OCEAN SPRINGS -- Sheriff Mike Ezell recommended Monday morning that Jackson County end its inmate work program rather than pick up the cost of running it from the state Department of Corrections.
Ezell told the Board of Supervisors they would have to hire 10 people to run it and the cost could exceed $1 million, with salaries, building maintenance and other operating costs.
The state-funded program has 40 inmates right now, housed at the work center in Pascagoula, and farms out free labor to the cities and county.
Jackson County has 18 inmates assigned to buildings, the golf course and other areas.
County supervisors said Monday the loss of the free labor could cost the county as much as $1.5 million.
County Administrator Brian Fulton said he would need to inventory how many workers they would have to hire to make up for the loss of labor. It many not be 18, he told the Board of Supervisors.
Ocean Springs, on the other hand, would be hard hit, said Mayor Connie Moran. That city has up to 16 inmates assigned to the Public Works and Parks and Recreation departments, 13 currently.

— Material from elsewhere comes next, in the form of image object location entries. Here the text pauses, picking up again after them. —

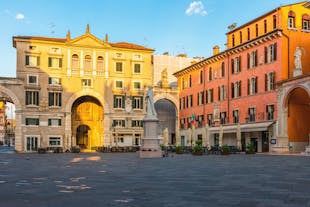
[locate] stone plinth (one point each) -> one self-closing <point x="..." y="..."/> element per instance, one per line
<point x="150" y="147"/>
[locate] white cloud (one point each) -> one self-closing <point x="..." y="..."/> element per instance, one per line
<point x="196" y="7"/>
<point x="20" y="16"/>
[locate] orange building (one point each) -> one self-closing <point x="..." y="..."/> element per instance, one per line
<point x="234" y="91"/>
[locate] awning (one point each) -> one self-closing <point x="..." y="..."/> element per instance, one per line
<point x="248" y="127"/>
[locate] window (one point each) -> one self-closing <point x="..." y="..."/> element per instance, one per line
<point x="233" y="40"/>
<point x="274" y="21"/>
<point x="252" y="86"/>
<point x="119" y="67"/>
<point x="75" y="62"/>
<point x="270" y="112"/>
<point x="137" y="68"/>
<point x="137" y="102"/>
<point x="251" y="113"/>
<point x="223" y="70"/>
<point x="236" y="116"/>
<point x="54" y="81"/>
<point x="305" y="22"/>
<point x="270" y="81"/>
<point x="270" y="53"/>
<point x="54" y="122"/>
<point x="249" y="34"/>
<point x="210" y="119"/>
<point x="100" y="63"/>
<point x="252" y="59"/>
<point x="119" y="102"/>
<point x="87" y="63"/>
<point x="118" y="123"/>
<point x="54" y="99"/>
<point x="291" y="20"/>
<point x="223" y="117"/>
<point x="32" y="98"/>
<point x="210" y="74"/>
<point x="119" y="84"/>
<point x="200" y="98"/>
<point x="86" y="82"/>
<point x="54" y="142"/>
<point x="136" y="85"/>
<point x="136" y="123"/>
<point x="32" y="80"/>
<point x="32" y="61"/>
<point x="54" y="62"/>
<point x="32" y="121"/>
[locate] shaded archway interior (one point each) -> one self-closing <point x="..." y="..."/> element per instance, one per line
<point x="87" y="122"/>
<point x="166" y="113"/>
<point x="298" y="119"/>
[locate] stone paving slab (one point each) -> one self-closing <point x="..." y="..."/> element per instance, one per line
<point x="123" y="179"/>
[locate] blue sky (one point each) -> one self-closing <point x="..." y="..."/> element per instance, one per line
<point x="174" y="26"/>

"It would be a huge burden on us," Moran said, "especially regarding beautification and day-to-day maintenance."
They would have to monitor and measure the work not getting done, she said.

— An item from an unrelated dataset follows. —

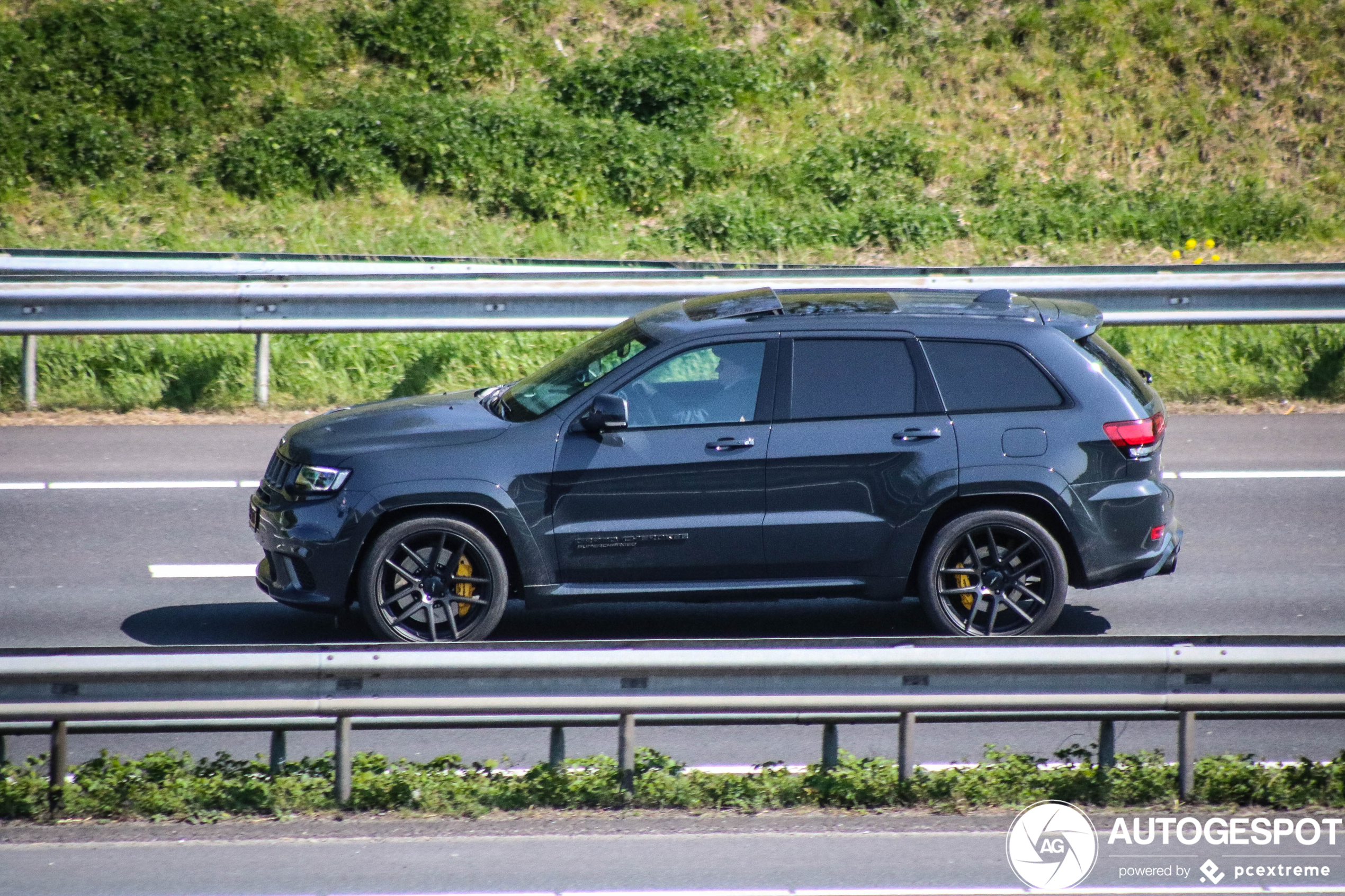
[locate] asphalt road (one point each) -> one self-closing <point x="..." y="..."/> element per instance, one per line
<point x="716" y="856"/>
<point x="1262" y="555"/>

"Then we would either cut back on the work we can achieve or hire people," she said. "But that takes money."
She said once again, the state cuts its budget and shifts the burden to the cities and counties.
The inmates are usually drug offenders, convicted of petty thefts and larceny, the sheriff said, and handle work ranging from custodial to landscaping. Crews pick up trash along roadways.
Free labor isn't free
The MDOC houses inmates at a work center in Pascagoula and farms them out as labor free to cities and the county. It has similar programs in counties on the Coast and around the state.
But last year MDOC warned of ending the state-sponsored program because cost has been increasing. What cost MDOC $634,000 for the center four years ago, now costs $1 million.
If the county were to pick up the program, it would have to house and care for the inmates, but also provide alcohol and drug treatment, as well as GED programs for all inmates.
Jackson County Sheriff Mike Ezell told supervisors it's going to be a big decision whether or not to try and keep the work center, ultimately on them.
The county could house up to 100 inmates, but probably wouldn't be able to get that many.
In Jackson County, Pascagoula has three inmates assigned, Moss Point has three and Gautier has none.